Policjanci przynieśli trumnę
– Złodzieje – oberwało się rządzącym od policjantów. Funkcjonariusze demonstrowali wczoraj przed kancelarią premiera.
Adam (imię zmienione) pracuje jako wywiadowca w Komendzie Stołecznej Policji. Na demonstrację wybrał się z dwuletnią córką – spała w wózku. Dlaczego postanowił protestować?
– Po 12 latach pracy zarabiam 2,7 tys. zł, od połowy miesiąca zaczynam pożyczać pieniądze od kolegów. W tej chwili Komenda Stołeczna jest mi winna 3 tys. zł za dodatki – mówi.
– Nasi szefowie o wszystko żebrzą w samorządach, tylko dzięki ich hojności mamy pieniądze na komputery i benzynę – dodaje inny policjant.

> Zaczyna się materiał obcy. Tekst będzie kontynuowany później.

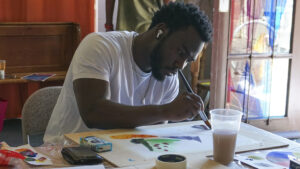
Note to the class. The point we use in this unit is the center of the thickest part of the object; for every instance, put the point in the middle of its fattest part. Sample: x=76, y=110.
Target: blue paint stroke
x=195, y=138
x=202, y=127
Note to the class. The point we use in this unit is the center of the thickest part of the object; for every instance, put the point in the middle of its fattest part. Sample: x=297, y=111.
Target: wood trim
x=219, y=58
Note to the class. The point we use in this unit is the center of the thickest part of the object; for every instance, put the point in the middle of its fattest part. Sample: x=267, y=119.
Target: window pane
x=260, y=88
x=263, y=26
x=268, y=91
x=240, y=26
x=280, y=74
x=283, y=25
x=237, y=85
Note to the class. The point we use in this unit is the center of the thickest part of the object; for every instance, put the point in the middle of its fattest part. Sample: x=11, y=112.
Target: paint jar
x=173, y=161
x=225, y=126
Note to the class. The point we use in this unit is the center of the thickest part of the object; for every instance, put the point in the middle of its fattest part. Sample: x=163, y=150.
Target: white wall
x=101, y=15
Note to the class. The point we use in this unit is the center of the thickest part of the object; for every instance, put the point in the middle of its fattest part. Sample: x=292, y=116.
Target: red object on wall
x=79, y=11
x=3, y=106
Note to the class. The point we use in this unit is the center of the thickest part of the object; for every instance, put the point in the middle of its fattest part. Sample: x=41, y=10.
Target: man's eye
x=181, y=54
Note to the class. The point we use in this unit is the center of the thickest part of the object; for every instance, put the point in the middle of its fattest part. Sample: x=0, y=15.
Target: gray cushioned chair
x=37, y=111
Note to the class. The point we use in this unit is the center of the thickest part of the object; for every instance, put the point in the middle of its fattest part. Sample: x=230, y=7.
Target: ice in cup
x=2, y=69
x=225, y=126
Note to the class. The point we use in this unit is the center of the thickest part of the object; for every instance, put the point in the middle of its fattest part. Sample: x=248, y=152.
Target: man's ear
x=161, y=29
x=159, y=33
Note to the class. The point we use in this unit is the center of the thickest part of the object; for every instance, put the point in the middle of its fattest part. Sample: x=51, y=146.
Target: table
x=268, y=139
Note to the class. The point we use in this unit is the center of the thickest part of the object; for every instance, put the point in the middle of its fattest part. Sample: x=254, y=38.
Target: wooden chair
x=37, y=111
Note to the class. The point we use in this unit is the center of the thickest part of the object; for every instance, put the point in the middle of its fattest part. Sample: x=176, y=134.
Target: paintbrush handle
x=188, y=87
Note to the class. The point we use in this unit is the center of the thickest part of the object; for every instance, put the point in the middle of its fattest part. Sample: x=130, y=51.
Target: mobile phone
x=80, y=156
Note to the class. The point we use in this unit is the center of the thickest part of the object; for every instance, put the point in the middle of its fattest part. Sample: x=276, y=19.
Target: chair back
x=37, y=111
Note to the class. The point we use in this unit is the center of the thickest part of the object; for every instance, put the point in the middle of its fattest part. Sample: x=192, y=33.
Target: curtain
x=79, y=11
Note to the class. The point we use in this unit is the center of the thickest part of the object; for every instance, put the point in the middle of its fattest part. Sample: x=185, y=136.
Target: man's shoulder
x=110, y=35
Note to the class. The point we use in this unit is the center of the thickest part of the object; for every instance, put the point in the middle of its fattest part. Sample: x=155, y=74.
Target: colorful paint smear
x=26, y=152
x=131, y=136
x=157, y=144
x=202, y=127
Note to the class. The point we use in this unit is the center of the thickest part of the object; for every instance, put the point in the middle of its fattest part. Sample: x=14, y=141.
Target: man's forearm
x=106, y=114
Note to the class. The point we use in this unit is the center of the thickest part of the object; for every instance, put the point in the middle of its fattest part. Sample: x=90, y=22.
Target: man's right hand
x=185, y=106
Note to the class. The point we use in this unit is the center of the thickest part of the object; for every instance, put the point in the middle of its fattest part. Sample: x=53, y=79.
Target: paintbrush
x=188, y=87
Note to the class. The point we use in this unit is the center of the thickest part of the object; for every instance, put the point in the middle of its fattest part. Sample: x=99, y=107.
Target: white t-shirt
x=107, y=56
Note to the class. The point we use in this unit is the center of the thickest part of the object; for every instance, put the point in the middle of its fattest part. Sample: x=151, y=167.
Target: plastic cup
x=225, y=126
x=2, y=69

Przed kancelarią premiera zgromadziło się ok. 5 tys. mundurowych. Sprzeciwiali się cięciom budżetowym. Część z nich nie otrzymała pieniędzy za dodatki socjalne, np. dojazdy, brak mieszkania. Do 31 października zaległości te wynosiły w sumie 127,5 mln zł. Ministerstwo Spraw Wewnętrznych zapowiedziało wypłatę wszystkich zaległości do końca roku.
Przez trzy godziny wyłączony był ruch w Al. Ujazdowskich. Korków nie było, auta jeździły objazdami.